I have two questions:
- How can i use this file to train my model? can i not use it via cli command?
- I am using the same training corpus to train my custom entities, each dataset has its own custom NER entity. Example:
I was born in Rome on 1985-01-01
I annotate 1985-01-01 as DATE in the DATE dataset and Rome in the CITY dataset.
Is this a problem? I mean, spacy will see the same sentence one time with ONE annotation and another time with a different one. Is this a problem?
Sorry I missed this thread before. I’ve been writing about the same sort of question in this thread: Remarkable Difference Between Prodigy and Custom Training Times
There can be a problem here, yes, but we can take steps to solve it. For a start, you can use the
prodigy.models.ner.merge_spans() function to group the annotations onto the same sentence. You should concatenate your datasets and pass them through this function, and then use the
ner.print-dataset function to check that the results are correct. Next, you can pass your annotations through the
ner.make-gold recipe, so that you can manually correct any missing entities. This should let you create a dataset you can use in spaCy or another NER tool.

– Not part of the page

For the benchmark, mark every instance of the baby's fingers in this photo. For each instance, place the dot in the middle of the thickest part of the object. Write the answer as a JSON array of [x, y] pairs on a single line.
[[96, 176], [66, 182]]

ner.gold-to-spacy recipe currently only exports the annotations to character offset or BILUO format – it doesn’t yet reconcile spans referring to the same input hash. Adding an option to make it output the a full JSON file for training with
spacy train is a good idea, though!
An option to create the full JSON file for training with
spacy train would be excellent. I’ve been really confused about how to generate that format.